Sometimes, more than one DNA sequence might be copied. Gel electrophoresis can be used to check whether or not this happened. If only the sequence of interest has been copied, you should get a single band in the gel (all the copied sequences will be the same size, and run the same distance through the gel). If more than one sequence has been copied, you will get more than one band (each band represents different sized DNA pieces). If you know the size of the DNA fragment that you were wanting to copy, you can match the bands up with the bands from a DNA ladder (a mixture of DNA pieces of different sizes which is also added to the gel). This will help you to identify the band containing the DNA of interest. The DNA can then be extracted from the gel and used.
Transcript
Anassuya Ramachandran (Faculty of Medical and Health Sciences, The University of Auckland)

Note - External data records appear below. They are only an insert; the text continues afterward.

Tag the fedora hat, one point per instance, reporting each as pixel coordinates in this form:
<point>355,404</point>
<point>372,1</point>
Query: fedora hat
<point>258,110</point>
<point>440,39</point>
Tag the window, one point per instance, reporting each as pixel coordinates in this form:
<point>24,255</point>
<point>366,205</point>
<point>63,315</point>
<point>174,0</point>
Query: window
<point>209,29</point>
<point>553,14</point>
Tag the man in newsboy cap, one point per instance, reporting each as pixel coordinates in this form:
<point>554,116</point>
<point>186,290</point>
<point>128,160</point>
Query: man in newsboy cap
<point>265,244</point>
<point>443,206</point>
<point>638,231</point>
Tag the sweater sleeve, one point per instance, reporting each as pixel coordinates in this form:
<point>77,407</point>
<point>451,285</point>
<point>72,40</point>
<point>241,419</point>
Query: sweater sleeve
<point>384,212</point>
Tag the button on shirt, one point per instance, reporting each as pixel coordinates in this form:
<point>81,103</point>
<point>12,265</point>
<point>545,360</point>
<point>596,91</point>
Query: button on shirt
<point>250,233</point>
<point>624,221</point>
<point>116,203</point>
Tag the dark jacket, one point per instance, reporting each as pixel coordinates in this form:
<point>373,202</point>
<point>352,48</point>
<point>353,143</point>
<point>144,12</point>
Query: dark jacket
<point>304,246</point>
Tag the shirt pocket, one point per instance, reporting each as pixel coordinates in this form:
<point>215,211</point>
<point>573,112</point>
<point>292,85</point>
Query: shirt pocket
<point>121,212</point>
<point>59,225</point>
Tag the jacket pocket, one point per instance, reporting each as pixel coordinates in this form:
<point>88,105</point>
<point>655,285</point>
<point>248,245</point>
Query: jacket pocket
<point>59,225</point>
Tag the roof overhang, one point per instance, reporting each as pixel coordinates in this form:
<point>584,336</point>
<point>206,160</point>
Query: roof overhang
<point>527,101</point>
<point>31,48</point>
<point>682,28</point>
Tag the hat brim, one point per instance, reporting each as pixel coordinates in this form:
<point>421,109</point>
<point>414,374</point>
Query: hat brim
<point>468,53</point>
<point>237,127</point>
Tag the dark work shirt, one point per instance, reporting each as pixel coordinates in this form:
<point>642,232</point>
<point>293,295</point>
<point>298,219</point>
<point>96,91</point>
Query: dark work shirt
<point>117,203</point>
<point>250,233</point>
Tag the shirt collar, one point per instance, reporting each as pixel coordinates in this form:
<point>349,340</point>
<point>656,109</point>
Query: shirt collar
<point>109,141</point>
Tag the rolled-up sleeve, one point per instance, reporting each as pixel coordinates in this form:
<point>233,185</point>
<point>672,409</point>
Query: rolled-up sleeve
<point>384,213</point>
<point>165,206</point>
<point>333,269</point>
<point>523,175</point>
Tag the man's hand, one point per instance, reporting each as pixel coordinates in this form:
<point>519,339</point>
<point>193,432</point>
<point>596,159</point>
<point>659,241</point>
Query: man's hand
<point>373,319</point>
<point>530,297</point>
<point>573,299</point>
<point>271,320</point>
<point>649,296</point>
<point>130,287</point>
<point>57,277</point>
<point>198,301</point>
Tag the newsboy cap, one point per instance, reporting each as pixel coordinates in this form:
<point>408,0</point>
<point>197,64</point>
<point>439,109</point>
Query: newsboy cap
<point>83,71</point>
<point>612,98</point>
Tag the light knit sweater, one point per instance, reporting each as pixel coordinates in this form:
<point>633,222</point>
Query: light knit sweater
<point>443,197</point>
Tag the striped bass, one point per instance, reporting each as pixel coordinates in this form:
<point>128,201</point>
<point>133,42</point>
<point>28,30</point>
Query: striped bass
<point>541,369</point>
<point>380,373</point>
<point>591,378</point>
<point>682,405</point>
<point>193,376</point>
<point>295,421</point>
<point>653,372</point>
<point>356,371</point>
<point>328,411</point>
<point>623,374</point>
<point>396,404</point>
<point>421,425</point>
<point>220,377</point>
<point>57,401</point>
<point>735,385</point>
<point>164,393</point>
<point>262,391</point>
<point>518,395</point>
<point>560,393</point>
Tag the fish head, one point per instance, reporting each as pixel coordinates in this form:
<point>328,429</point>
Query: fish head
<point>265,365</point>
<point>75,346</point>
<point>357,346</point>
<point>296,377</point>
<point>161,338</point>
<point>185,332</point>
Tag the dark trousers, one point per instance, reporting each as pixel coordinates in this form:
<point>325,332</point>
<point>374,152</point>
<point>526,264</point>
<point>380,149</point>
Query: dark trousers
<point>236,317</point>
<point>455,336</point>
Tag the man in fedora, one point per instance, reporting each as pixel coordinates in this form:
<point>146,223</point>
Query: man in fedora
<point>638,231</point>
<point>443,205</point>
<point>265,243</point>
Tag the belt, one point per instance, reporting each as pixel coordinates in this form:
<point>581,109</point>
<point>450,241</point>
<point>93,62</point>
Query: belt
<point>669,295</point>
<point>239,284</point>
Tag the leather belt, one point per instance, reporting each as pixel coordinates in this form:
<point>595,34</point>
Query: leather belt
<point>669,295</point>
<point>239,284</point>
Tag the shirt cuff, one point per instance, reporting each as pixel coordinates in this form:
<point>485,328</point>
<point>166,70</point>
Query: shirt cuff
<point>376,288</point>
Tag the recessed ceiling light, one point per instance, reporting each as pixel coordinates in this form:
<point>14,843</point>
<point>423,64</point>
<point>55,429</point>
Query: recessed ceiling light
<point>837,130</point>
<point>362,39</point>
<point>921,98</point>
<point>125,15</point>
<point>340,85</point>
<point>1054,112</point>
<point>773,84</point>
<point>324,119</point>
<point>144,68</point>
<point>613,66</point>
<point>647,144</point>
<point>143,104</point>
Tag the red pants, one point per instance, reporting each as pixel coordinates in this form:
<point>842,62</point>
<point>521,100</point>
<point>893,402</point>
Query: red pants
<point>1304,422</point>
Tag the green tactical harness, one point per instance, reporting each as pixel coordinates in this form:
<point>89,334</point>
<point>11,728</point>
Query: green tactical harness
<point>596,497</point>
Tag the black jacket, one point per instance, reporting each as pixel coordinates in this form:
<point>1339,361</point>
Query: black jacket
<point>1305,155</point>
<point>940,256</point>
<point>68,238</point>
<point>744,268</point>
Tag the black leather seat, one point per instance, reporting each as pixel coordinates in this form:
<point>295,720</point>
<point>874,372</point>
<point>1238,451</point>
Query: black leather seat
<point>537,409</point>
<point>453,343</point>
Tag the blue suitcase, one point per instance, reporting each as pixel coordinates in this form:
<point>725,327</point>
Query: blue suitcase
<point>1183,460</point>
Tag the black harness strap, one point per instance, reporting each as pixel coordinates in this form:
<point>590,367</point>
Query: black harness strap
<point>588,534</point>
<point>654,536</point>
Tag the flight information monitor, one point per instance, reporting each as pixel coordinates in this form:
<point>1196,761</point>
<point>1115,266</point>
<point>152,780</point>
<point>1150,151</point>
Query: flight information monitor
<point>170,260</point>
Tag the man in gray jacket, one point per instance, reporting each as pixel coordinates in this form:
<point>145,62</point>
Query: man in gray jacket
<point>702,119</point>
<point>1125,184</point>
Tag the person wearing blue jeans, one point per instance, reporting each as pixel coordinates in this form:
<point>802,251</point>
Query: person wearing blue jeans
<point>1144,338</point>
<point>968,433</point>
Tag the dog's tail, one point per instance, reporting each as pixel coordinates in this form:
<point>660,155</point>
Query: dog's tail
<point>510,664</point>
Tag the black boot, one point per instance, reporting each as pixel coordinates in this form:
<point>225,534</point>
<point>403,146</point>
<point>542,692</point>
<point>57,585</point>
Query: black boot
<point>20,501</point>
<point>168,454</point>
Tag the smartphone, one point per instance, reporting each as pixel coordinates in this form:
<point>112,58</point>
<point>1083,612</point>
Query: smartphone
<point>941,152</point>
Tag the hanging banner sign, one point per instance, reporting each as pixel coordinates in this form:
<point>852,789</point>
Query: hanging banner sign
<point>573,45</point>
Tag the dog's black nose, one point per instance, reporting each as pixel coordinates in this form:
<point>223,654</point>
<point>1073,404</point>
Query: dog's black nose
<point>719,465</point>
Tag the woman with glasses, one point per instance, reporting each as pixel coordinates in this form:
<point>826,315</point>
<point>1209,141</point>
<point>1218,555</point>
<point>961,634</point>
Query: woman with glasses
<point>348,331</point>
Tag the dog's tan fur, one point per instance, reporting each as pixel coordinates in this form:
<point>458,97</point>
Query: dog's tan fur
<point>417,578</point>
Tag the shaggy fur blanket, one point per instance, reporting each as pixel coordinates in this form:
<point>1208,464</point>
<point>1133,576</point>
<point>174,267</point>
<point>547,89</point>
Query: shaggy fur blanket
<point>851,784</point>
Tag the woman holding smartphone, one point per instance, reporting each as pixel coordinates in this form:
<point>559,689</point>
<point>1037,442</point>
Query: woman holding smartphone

We had done a PCR earlier on in the day and we needed to actually see if the PCR has worked.
Dr Martin Philpott (Faculty of Medical and Health Sciences, The University of Auckland)
In theory a PCR should produce one product - the gene which you are interested in. In practice, nothing ever works quite that simply, and what you will find is you will have got multiple products produced.
Anassuya Ramachandran (Faculty of Medical and Health Sciences, The University of Auckland)
So to confirm that the PCR products are indeed there, we have to run it on the gel, and then photograph the gel. Then we can carry on analysing those fragments that we have.